STOCKHOLM (Reuters) – Tesla is facing growing pressure in Sweden from unions backing mechanics demanding a collective bargaining agreement with the U.S. carmaker, with workers at one of its suppliers set to go on strike next week.
Tesla has no manufacturing plant in Sweden but its electric cars are serviced at workshops across the country, where around 130 mechanics affiliated with Swedish union IF Metall began a strike on Oct. 27.
They were soon joined by dockworkers and car dealerships who refused to handle Tesla products.
About 50 unionised workers at Hydro Extrusions, a subsidiary of Norwegian aluminium and energy company Hydro, will stop work on Tesla car products next Friday, a spokesperson for the company said. The rest of the plant, located in the city of Vetlanda, will keep running, the spokesperson added.
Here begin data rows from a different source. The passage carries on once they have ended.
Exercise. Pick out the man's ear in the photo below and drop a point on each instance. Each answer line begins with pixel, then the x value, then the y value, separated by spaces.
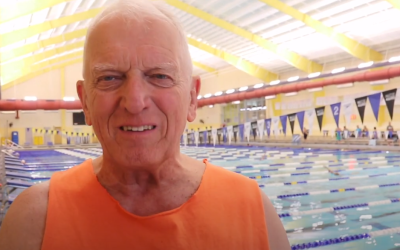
pixel 194 92
pixel 80 88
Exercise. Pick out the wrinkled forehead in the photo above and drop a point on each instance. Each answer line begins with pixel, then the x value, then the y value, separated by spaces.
pixel 122 38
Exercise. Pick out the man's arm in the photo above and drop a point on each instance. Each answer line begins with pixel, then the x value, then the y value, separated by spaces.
pixel 24 224
pixel 277 237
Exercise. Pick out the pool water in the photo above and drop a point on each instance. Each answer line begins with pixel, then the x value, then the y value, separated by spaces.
pixel 355 206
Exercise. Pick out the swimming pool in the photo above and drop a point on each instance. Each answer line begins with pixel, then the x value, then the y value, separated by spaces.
pixel 359 208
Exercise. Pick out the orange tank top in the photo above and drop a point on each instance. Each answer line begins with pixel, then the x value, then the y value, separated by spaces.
pixel 226 212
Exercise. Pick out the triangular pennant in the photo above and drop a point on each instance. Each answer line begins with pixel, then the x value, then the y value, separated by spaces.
pixel 390 98
pixel 284 122
pixel 375 101
pixel 320 116
pixel 336 112
pixel 300 117
pixel 292 119
pixel 361 103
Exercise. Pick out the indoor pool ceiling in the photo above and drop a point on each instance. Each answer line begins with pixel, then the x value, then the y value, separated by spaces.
pixel 278 36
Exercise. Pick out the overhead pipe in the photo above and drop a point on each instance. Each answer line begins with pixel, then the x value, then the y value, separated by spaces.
pixel 386 73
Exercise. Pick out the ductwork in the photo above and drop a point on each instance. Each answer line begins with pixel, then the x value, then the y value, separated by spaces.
pixel 386 73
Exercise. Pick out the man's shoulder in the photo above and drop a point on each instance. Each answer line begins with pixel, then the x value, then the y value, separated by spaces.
pixel 24 224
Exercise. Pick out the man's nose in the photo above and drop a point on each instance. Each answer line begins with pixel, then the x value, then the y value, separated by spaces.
pixel 134 93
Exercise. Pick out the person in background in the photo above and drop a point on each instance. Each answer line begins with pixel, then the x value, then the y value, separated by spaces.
pixel 138 93
pixel 358 131
pixel 305 133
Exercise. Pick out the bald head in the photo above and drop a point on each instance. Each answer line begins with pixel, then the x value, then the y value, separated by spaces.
pixel 147 13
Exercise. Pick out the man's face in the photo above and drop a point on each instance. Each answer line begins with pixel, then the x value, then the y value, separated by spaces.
pixel 137 93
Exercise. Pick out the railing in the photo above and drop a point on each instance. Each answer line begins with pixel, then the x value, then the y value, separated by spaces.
pixel 3 186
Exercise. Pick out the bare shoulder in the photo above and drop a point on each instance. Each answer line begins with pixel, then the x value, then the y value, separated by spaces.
pixel 276 232
pixel 24 224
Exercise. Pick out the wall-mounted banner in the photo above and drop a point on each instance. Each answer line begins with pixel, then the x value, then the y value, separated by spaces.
pixel 284 122
pixel 185 139
pixel 292 119
pixel 336 112
pixel 347 110
pixel 300 117
pixel 247 128
pixel 275 125
pixel 260 125
pixel 196 137
pixel 390 98
pixel 375 101
pixel 310 117
pixel 214 135
pixel 230 134
pixel 268 126
pixel 320 112
pixel 361 103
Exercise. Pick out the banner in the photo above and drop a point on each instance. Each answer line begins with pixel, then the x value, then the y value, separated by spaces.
pixel 310 117
pixel 361 103
pixel 292 119
pixel 275 125
pixel 230 133
pixel 375 101
pixel 196 137
pixel 268 126
pixel 247 128
pixel 300 117
pixel 390 98
pixel 336 112
pixel 320 116
pixel 347 110
pixel 214 135
pixel 284 122
pixel 260 125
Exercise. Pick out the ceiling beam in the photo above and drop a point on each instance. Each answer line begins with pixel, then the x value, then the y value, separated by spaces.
pixel 204 67
pixel 243 65
pixel 395 3
pixel 39 72
pixel 23 8
pixel 32 47
pixel 16 69
pixel 349 45
pixel 290 57
pixel 21 34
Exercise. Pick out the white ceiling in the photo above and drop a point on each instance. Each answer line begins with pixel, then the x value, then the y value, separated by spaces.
pixel 374 23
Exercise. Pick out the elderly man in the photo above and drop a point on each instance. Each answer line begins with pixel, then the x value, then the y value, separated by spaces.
pixel 138 93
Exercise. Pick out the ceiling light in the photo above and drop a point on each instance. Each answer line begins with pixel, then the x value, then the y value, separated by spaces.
pixel 379 82
pixel 293 78
pixel 338 70
pixel 365 65
pixel 314 89
pixel 270 97
pixel 316 74
pixel 30 98
pixel 346 85
pixel 69 99
pixel 394 59
pixel 274 82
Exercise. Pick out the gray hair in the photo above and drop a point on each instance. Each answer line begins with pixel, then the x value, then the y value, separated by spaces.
pixel 135 10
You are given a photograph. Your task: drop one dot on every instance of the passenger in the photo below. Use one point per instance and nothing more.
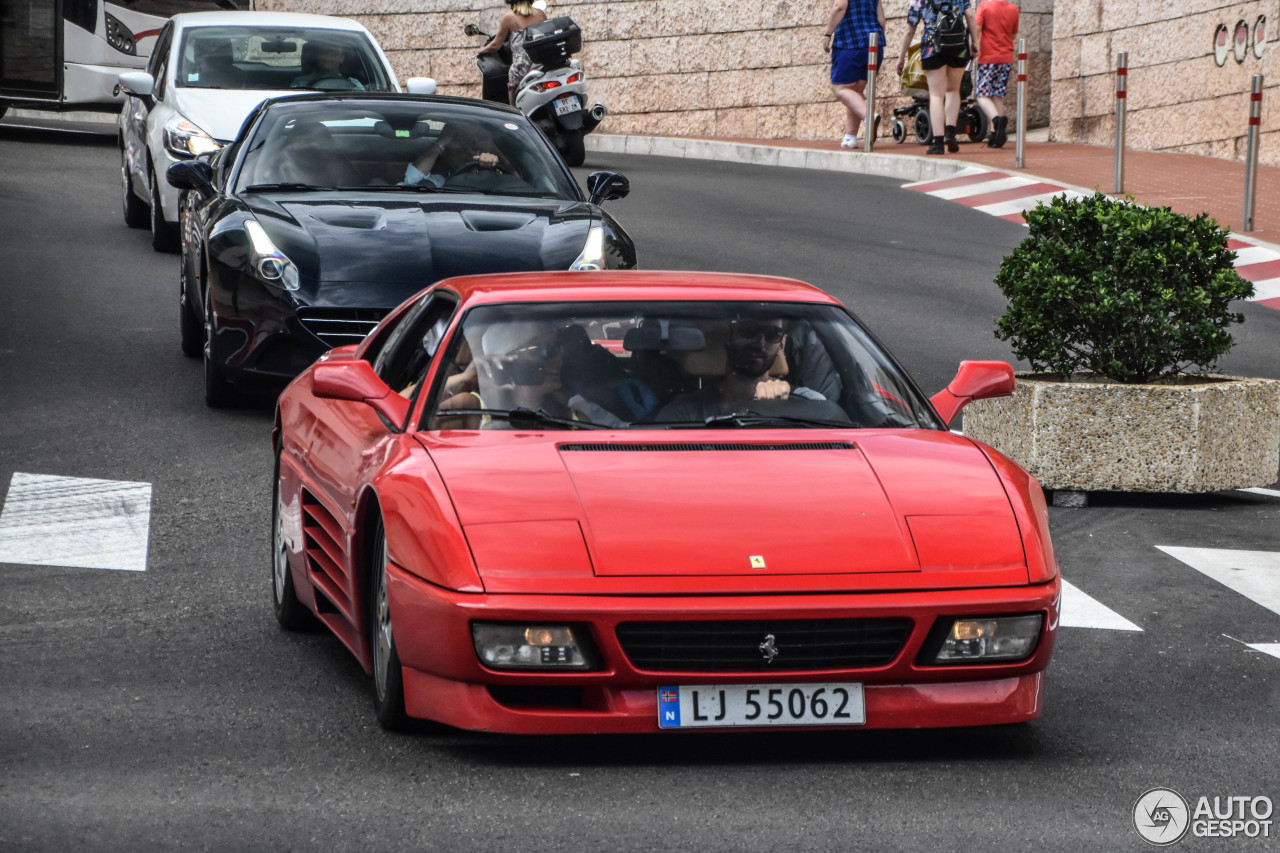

Hydro Extrusions’s Vetlanda plant makes aluminium profiles – aluminium alloys transformed into shapes, and is the first Tesla supplier in Sweden to down tools in support of the mechanics’ strike.
Tesla did not immediately respond to a request for comment.
The carmaker told IF Metall on Nov. 6 it did not want to sign a collective agreement, the union said.
“We want Tesla Sweden to sign a collective agreement… We want this conflict to be as brief and short as possible,” IF Metall spokesperson Jesper Pettersson said.
German unions have pressured the carmaker to implement a similar agreement for its 11,000 workers in Gruenheide, near Berlin.
It raised wages by 4% earlier this month, but German union IG Metall claims wages remain around 20% below those offered under collective agreements.